How often do we hear that phrase—“I didn’t want to get involved”?
The reasons are always excellent—“I was way too busy,” “I had problems of my own,” “I had too much on my plate,” “It wasn’t my business,” or the piece de resistance, “Someone else will take care of it.”
And the issue never seems to matter—whether it is helping bring food to one’s child’s school event, protesting Monsanto’s latest Frankenfood, or supporting one individual’s human rights and dignity.
We claim we are good people, we believe we are good people, and usually we are.
So were the people, who 50 years ago, watched as a woman was attacked and murder on a quiet street in Queens, NY.
The anniversary of the death of Kitty Genovese passed quietly in March, and if you weren’t looking to remember it, you probably missed it. But the event that the Pacific Standard said made the term “bystander effect” a household word marked its 50th anniversary in March. Social psychologists held a conference at Fordham University, while many news organizations wrote obligatory columns.
For those of you too young to remember the details, the famous lede paragraph that ran in The New York Times a full two weeks later, but on page one, ran as follows:
For more than half an hour 38 respectable, law-abiding citizens in Queens watched a killer stalk and stab a woman in three separate attacks in Kew Gardens.
As the Pacific Standard explains, it would turn out that the number 38 would be contested and that there were only two attacks and not three, but the essence of the lede paragraph remains the same. As was the quote from Kitty Genovese’s friend and neighbor Karl Ross, “I didn’t want to get involved” (Pacific Standard, ¶ 8). A group of people saw a woman in trouble and did not act.

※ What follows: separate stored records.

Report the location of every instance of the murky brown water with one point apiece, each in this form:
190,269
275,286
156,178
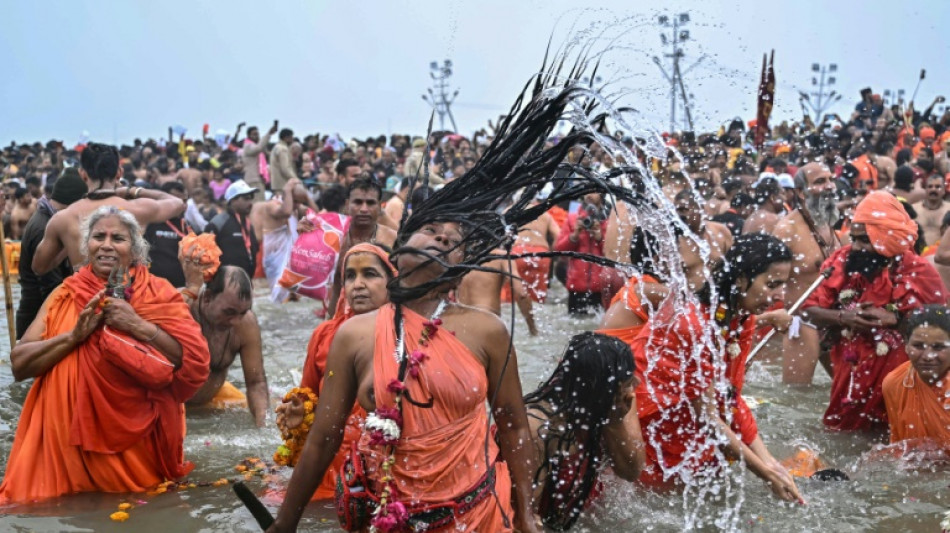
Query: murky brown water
881,496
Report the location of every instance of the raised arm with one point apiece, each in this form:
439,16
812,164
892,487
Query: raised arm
252,361
623,439
514,435
520,295
149,206
326,433
779,482
33,356
50,252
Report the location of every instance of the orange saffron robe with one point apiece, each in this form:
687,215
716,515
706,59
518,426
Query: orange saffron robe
670,384
314,369
87,424
920,411
441,454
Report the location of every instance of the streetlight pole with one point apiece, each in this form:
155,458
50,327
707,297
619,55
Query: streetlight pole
438,97
823,100
678,37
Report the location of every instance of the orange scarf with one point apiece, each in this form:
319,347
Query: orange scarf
916,409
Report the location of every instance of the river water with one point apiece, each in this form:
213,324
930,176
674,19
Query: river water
882,495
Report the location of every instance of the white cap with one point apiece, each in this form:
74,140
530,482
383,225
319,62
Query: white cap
238,188
786,181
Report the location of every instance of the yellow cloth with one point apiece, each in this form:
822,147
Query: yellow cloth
228,397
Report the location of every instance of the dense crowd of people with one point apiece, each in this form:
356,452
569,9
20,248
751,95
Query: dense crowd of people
137,265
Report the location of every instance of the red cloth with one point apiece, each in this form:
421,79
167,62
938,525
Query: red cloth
533,271
582,276
889,227
910,283
89,425
670,384
559,215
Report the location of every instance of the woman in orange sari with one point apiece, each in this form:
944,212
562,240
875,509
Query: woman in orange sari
366,271
115,354
917,393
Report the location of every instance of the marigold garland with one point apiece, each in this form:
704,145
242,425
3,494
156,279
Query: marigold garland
385,428
288,453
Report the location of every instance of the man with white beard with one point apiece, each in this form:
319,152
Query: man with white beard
809,234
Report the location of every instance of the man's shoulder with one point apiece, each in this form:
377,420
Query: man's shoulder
789,223
359,328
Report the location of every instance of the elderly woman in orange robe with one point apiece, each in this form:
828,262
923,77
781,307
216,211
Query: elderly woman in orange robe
917,393
366,271
115,354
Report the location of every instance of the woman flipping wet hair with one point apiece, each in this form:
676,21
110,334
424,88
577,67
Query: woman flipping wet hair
425,368
583,419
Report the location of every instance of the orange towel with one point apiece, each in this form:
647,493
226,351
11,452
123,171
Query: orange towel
889,227
228,397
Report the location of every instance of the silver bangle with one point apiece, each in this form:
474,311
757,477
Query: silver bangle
153,337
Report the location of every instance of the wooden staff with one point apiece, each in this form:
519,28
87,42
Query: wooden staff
7,289
793,309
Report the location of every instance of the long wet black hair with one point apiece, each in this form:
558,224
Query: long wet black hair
578,399
516,166
751,254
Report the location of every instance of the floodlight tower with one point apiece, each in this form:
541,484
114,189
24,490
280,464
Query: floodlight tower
438,94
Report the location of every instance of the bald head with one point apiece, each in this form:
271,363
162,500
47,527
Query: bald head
812,171
230,277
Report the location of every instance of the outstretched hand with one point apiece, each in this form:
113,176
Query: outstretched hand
89,319
290,415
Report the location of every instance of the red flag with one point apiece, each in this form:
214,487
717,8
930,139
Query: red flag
766,99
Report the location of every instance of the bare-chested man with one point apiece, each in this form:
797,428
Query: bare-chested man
24,205
930,210
167,169
537,236
770,198
717,235
100,170
808,232
278,220
483,291
222,307
363,207
886,168
397,204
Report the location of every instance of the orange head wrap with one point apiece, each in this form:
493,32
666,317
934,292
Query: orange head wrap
889,227
342,308
203,249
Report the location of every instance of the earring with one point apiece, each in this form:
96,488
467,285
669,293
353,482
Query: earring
909,378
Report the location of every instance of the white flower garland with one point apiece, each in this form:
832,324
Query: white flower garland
389,428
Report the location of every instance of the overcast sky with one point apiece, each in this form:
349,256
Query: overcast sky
123,69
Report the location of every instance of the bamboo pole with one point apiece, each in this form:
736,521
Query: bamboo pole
7,289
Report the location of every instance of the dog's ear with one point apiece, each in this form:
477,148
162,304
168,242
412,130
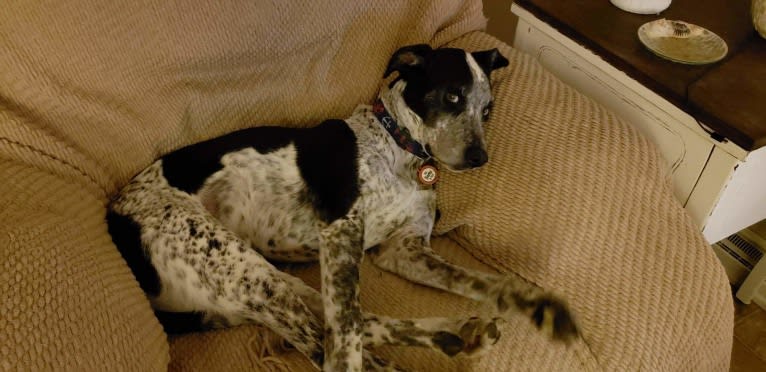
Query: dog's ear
489,60
408,59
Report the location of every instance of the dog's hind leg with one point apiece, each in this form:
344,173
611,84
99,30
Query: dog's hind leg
470,337
412,258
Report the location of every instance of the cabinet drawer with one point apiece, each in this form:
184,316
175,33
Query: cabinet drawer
674,132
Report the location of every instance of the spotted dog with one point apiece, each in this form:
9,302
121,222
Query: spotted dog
202,226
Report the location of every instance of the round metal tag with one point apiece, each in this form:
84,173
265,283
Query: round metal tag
428,175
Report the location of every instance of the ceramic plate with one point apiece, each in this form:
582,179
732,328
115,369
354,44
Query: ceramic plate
682,42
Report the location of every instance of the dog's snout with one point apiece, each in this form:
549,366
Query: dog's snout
475,156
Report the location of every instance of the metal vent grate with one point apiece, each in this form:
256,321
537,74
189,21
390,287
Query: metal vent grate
748,248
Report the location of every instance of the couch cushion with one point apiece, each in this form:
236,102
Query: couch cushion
68,302
109,87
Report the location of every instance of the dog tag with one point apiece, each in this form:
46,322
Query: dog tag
428,175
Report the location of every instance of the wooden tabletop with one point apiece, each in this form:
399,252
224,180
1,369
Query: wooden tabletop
728,96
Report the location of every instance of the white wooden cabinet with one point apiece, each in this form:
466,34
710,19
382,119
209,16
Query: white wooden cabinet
722,186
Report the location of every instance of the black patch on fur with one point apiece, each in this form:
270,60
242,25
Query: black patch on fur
179,323
449,343
126,235
327,160
187,168
442,71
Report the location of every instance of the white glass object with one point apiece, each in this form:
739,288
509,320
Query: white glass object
644,6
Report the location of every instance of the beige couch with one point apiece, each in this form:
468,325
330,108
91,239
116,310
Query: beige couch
573,198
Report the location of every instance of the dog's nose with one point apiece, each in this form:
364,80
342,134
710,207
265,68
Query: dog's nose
475,156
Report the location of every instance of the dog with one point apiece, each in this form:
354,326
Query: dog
202,226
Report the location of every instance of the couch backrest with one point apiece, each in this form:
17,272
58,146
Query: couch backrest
98,90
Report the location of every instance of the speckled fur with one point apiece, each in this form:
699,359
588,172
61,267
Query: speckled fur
211,249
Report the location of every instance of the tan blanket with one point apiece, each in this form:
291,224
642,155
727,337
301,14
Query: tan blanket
572,199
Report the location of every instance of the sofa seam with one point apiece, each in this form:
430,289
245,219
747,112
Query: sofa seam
38,151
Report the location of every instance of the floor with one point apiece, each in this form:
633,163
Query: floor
749,352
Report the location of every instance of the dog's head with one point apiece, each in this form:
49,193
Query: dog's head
448,90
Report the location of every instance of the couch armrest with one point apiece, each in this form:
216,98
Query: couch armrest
69,301
576,200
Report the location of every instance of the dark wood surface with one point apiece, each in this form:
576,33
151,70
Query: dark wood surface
720,95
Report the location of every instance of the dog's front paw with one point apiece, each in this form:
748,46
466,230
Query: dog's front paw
472,337
547,311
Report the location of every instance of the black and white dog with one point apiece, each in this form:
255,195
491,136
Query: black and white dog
201,226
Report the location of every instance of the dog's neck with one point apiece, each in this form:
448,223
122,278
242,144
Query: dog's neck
406,118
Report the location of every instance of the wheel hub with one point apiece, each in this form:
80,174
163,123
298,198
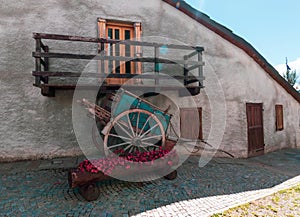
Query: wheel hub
136,141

An article in The New Yorker suggests, however, the real story is even murkier, in that two people did, in fact, call the police, because an ambulance did arrive to find Genovese dying in the arms of a neighbor, who had indeed left her apartment despite not knowing whether the murderer had fled. And one of the attacks was in a vestibule, making it difficult for witnesses to see one of the two attacks clearly. What remains is that two key witnesses, Ross, and Joseph Fink, who lived across the street, saw both attacks clearly, and did nothing, lend much more credence to the “bystander effect.” The New Yorker suggests Ross is a “murkier” figure in the story because he was said to be both drunk and gay, making him a potential target for attacks, should he have spoken out. Fink, according to the article, is a true villain in the story, since he was said to have witnessed the attacks and then went to take a nap.
Whatever the case, the important part of the story is the question Maria Popova asks: “How far away do you have to be to forgive yourself for not doing whatever is in your power to do?”
We live in a world where we get so focused—and I use the word “we” quite intentionally, and not as the royal we, because I know I fall victim to this quite easily—on our day-to-day “busyness” and self-importance that it becomes so easy to not step out of our comfort zones and do something for another. How many times do I tell someone not to interrupt me because I am in the middle of a project that honestly can wait five minutes? How often do I rush past people asking for help on the street because I don’t want to take the time to figure out what they are saying? I almost did that today, when a woman stopped me the Times Square subway station who spoke almost no English. I didn’t want to wait for her husband to come over because I was in such a rush (to do errands? Seriously?) and I felt the tension boiling in my bones but I did wait the entire five seconds to simply help him figure out that he needed the downtown trains. I showed them the way—the same way I was going. I really didn’t lose anything in the transaction, and I gained a little something for being able to help some people, as small a gesture as it was.
When we are caught up in the question of what are WE going to get out this, we get nothing (or maybe ulcers, insomnia, and back pain or worse). If we can step back and remember to ask is there something in this that others may get out of it—will my act touch others in an empathic or kind or caring or useful way?—maybe we will stop being bystanders in our lives.